If your Slackware packages are located somewhere below /mirror/slackware
(like in our example network), the above line makes this directory tree
available (read-only) to NFS clients in the local network defined by the IP
address range 192.168.0.0/24.
If you had to add this line to your /etc/exports file, you will need to
restart the NFS server:

  /etc/rc.d/rc.nfsd restart

For simplicity's sake:
The remainder of this chapter is a bullet list of the steps required if you
just want to have this working and have no prior experience with NFS nor have
such a server running at the moment (remember that any pathnames/IP addresses
that are used here apply to our example network - adjust as needed):

(*) Create a file named /etc/exports with the following content:

      /mirror/slackware       192.168.0.0/24(ro,sync,insecure,all_squash)

(*) The directory mentioned in /etc/exports is the target where
    you copy (or move) your Slackware files to: The directory
    "/mirror/slackware/slackware-13.37" should be the root of the Slackware
    tree, containing such files as ChangeLog.txt and subdirectories like
    "slackware" (or "slackware64" if you are working with the 64bit port)
    and "kernels".

(*) Make the NFS server startup script executable so that the NFS server 
    will start on every boot:

      chmod +x /etc/rc.d/rc.nfsd

    Start the NFS server (so you don't have to reboot already):

      /etc/rc.d/rc.nfsd start


PXELinux configuration
----------------------

    The previous paragraph described in generic terms how to setup the TFTP
service, but it did not tell you how to populate the TFTP directory structure.
Network clients that request boot files from the TFTP server will receive
the files that are present in this directory structure.
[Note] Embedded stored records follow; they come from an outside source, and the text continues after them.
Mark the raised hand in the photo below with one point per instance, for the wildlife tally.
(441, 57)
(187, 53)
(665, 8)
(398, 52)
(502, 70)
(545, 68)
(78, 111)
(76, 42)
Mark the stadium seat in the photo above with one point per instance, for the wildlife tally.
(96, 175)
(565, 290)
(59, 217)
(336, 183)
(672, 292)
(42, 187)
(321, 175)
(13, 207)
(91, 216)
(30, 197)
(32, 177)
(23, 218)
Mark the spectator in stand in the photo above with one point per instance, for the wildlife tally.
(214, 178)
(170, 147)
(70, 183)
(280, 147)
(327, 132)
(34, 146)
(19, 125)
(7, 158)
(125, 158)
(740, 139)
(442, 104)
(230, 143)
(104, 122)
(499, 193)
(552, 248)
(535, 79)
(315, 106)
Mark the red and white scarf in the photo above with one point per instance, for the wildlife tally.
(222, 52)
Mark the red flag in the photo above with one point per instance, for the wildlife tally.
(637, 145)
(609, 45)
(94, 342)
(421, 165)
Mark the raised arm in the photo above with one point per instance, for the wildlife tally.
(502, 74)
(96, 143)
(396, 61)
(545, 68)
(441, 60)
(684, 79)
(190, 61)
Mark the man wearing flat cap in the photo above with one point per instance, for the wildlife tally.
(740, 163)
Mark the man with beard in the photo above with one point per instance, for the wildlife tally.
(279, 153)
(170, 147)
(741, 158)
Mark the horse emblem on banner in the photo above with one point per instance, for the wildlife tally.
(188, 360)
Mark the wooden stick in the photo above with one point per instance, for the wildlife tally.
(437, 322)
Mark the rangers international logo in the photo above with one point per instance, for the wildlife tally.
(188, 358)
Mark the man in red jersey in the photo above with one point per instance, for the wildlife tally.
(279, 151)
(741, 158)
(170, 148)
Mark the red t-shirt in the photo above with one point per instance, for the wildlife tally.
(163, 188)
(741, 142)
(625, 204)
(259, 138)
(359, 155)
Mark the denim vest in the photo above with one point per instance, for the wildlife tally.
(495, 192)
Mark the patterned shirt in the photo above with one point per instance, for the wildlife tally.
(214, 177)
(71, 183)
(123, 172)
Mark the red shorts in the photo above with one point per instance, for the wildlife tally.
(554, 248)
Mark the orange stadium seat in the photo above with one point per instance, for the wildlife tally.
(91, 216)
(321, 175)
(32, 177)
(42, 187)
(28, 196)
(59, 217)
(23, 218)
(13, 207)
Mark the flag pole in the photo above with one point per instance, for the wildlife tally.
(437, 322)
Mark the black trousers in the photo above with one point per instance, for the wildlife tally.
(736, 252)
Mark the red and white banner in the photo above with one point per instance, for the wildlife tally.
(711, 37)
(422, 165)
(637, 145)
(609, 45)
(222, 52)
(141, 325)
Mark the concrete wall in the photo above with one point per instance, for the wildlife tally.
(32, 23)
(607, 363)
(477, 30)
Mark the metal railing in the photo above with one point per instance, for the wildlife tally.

    PXELinux is much like isolinux, which is the bootloader that is used 
for the bootable Slackware CDROM #1.  In fact, both programs are written by 
the same author and are available in Slackware via the syslinux package.  

The tftp directory structure:

    As you can see in the DHCP section, the DHCP server has been configured
to offer any interested PXE client (i.e. your computers network card) the
file "/slackware-13.37/pxelinux.0" - this file contains the bootable code
that first downloads and starts a Linux kernel, and then downloads and
extracts the root filesystem containing the setup program and everything
else that we need.  This filename "/slackware-13.37/pxelinux.0" indicates
a pathname relative to the root of the TFTP server.  The PXE client will
use the tftp protocol to fetch this bootloader.  So this is what we do:
create this directory "slackware-13.37" and copy the required files into it.
First, the pxelinux bootloader itself:

  mkdir /tftpboot/slackware-13.37
  mkdir /tftpboot/slackware-13.37/pxelinux.cfg
  cp /usr/share/syslinux/pxelinux.0 /tftpboot/slackware-13.37/

Also, we need the files from the Slackware CDROM that show the 
informative messages in the beginning.  Assuming your local copy of the 
Slackware release can be found in "/mirror/slackware/slackware-13.37"
(change paths in the below commands if your location is different) :

  cp /mirror/slackware/slackware-13.37/isolinux/message.txt /tftpboot/slackware-13.37/
  cp /mirror/slackware/slackware-13.37/isolinux/f2.txt /tftpboot/slackware-13.37/

Very important: we need the initial ramdisk image (initrd.img) and the pxelinux configuration file that contains the instructions for the PXE clients:

  cp /mirror/slackware/slackware-13.37/isolinux/initrd.img /tftpboot/slackware-13.37/
  cp /mirror/slackware/slackware-13.37/usb-and-pxe-installers/pxelinux.cfg_default /tftpboot/slackware-13.37/pxelinux.cfg/default

And lastly, we need all the kernels that the Slackware installer lets you
choose from:

  cp -a /mirror/slackware/slackware-13.37/kernels /tftpboot/slackware-13.37/


Trying it out
-------------

    You now have a fully configured PXE server.  Try it out!  Take a 
computer that is able to do a network boot, start it, and watch it go 
through the motions of contacting the PXE server, downloading the PXE boot 
code and presenting you with the familiar Slackware installation screen! 
From there on you're on familiar grounds: choose a kernel, and off you go.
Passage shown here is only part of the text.